Social justice principles are embedded in the very mission statement of today’s social workers. The National Association of Social Workers Code of Ethics outlines the need for social workers to promote social justice in their work with others.1 Social justice is one of the six main values of the profession.

So, what is social justice in social work, and how does it contribute to the core mission of social workers? Social justice examples in social work include making sure the children get equal opportunities, participation in decision making, and that they are provided with the necessities to thrive. By promoting social justice in social work, social workers also enhance the social welfare of their underage charges.

Social justice in social work can be a crucial element of a social worker’s daily duties. The principles of social justice are applied in social work to everyone from the disabled, poor, elderly, and children. When social workers engage in social justice work with children, they do what they can to ensure the children receive what they need and are treated like humans and with respect.

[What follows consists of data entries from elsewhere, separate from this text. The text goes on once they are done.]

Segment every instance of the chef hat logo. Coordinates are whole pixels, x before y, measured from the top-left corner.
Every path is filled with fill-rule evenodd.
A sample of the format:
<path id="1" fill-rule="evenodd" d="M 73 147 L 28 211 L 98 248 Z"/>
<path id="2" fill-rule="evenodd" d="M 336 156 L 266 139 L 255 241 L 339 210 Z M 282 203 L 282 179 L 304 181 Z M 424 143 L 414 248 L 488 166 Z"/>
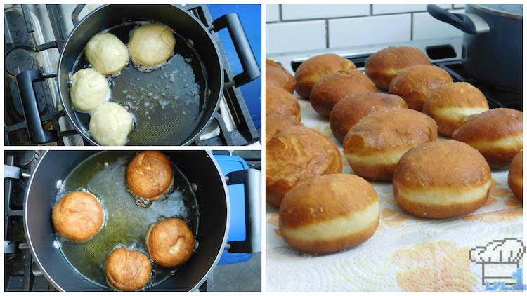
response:
<path id="1" fill-rule="evenodd" d="M 515 263 L 523 257 L 525 252 L 526 247 L 521 239 L 505 238 L 494 240 L 484 247 L 471 249 L 469 257 L 476 263 Z"/>

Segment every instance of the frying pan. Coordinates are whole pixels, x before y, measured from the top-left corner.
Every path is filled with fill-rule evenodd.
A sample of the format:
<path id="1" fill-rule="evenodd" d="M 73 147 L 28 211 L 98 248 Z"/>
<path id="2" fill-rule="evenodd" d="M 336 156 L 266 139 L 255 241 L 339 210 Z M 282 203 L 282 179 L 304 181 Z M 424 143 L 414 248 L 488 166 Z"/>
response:
<path id="1" fill-rule="evenodd" d="M 60 250 L 53 247 L 56 238 L 51 219 L 51 208 L 60 187 L 58 182 L 98 152 L 46 152 L 41 156 L 27 188 L 24 228 L 27 243 L 44 275 L 58 290 L 108 290 L 75 271 Z M 211 274 L 224 249 L 235 253 L 261 251 L 261 175 L 259 170 L 249 169 L 223 176 L 214 156 L 205 151 L 164 153 L 197 187 L 195 195 L 200 211 L 200 244 L 190 260 L 171 277 L 147 290 L 190 291 L 200 287 Z M 6 177 L 18 177 L 9 175 L 10 168 L 7 168 Z M 226 241 L 230 220 L 226 186 L 231 184 L 245 185 L 247 237 L 243 241 Z"/>
<path id="2" fill-rule="evenodd" d="M 77 12 L 82 9 L 82 6 L 79 7 Z M 83 51 L 86 43 L 97 33 L 103 31 L 115 32 L 126 43 L 128 34 L 119 29 L 123 23 L 158 22 L 168 25 L 176 33 L 176 55 L 174 58 L 179 59 L 180 68 L 182 67 L 182 59 L 185 59 L 185 62 L 192 67 L 196 82 L 201 88 L 199 102 L 195 102 L 190 107 L 184 109 L 185 105 L 181 103 L 183 100 L 174 99 L 178 96 L 177 90 L 181 86 L 174 83 L 179 80 L 176 79 L 177 81 L 174 82 L 174 79 L 169 78 L 174 70 L 181 70 L 180 68 L 169 68 L 172 72 L 166 73 L 161 73 L 161 69 L 159 69 L 141 76 L 136 73 L 131 74 L 133 71 L 124 71 L 122 76 L 115 78 L 115 80 L 120 81 L 114 81 L 114 86 L 117 88 L 112 89 L 112 97 L 115 96 L 116 101 L 125 107 L 138 108 L 135 112 L 132 110 L 138 124 L 129 137 L 129 144 L 131 145 L 186 145 L 193 142 L 212 120 L 223 88 L 240 86 L 261 74 L 243 27 L 235 13 L 228 13 L 219 18 L 209 27 L 206 27 L 186 10 L 168 4 L 105 5 L 91 11 L 80 21 L 74 18 L 74 14 L 72 18 L 75 26 L 60 51 L 57 83 L 59 98 L 66 116 L 77 131 L 91 144 L 96 145 L 97 143 L 89 133 L 89 116 L 74 109 L 70 98 L 68 84 L 70 75 L 83 67 L 81 61 L 84 61 Z M 132 27 L 131 25 L 128 29 L 132 29 Z M 211 35 L 211 32 L 226 28 L 228 30 L 243 67 L 243 72 L 235 76 L 233 81 L 229 81 L 226 85 L 224 84 L 222 57 Z M 32 83 L 53 76 L 43 74 L 37 70 L 27 70 L 16 77 L 30 138 L 32 142 L 37 144 L 53 142 L 57 135 L 53 131 L 44 130 L 42 126 Z M 183 75 L 181 79 L 188 76 Z M 167 80 L 160 82 L 162 76 L 165 76 Z M 141 78 L 141 81 L 136 81 L 136 78 Z M 129 89 L 125 89 L 126 83 L 129 84 Z M 164 86 L 167 86 L 169 88 L 164 89 Z M 154 102 L 146 96 L 150 90 L 161 92 L 160 88 L 163 88 L 164 93 L 162 93 L 167 97 L 162 105 L 169 104 L 174 112 L 169 113 L 169 110 L 165 109 L 164 106 L 151 110 L 147 109 L 141 104 L 137 104 L 138 101 L 145 99 L 153 105 Z M 134 92 L 135 103 L 129 104 L 123 90 Z"/>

It can be complex for social workers to promote social justice in their social work with children, as their needs and desires can often be overlooked or considered unimportant. They work hard to make sure children’s perspectives are heard amongst the din of bureaucratic noise. Working hard to achieve social justice for children and adults is part of a social worker’s professional responsibility.

Challenges and Benefits of Social Justice in Social Work

Social workers must protect children from oppression, discrimination, human rights violations, and economic injustice. They must ensure children get an appropriate degree of freedom for their age, personal privacy, access to quality education and health care, and a standard of living that promotes human dignity. They recognize the common thread between social work and social justice and incorporate these social justice principles into their work with children and adults. A dedicated social worker sees social justice as a vital part of their work to protect children and their physical and emotional development.

Social justice for children makes for healthy, productive, and engaged members of society as adults. Social justice gives children healthy self-esteem that they carry into adulthood, providing them with ambition, motivation, and the knowledge that a better future for themselves and their families is possible. Social workers have the potential to change the world for the better, and it all begins with obtaining strong and superior social justice for children.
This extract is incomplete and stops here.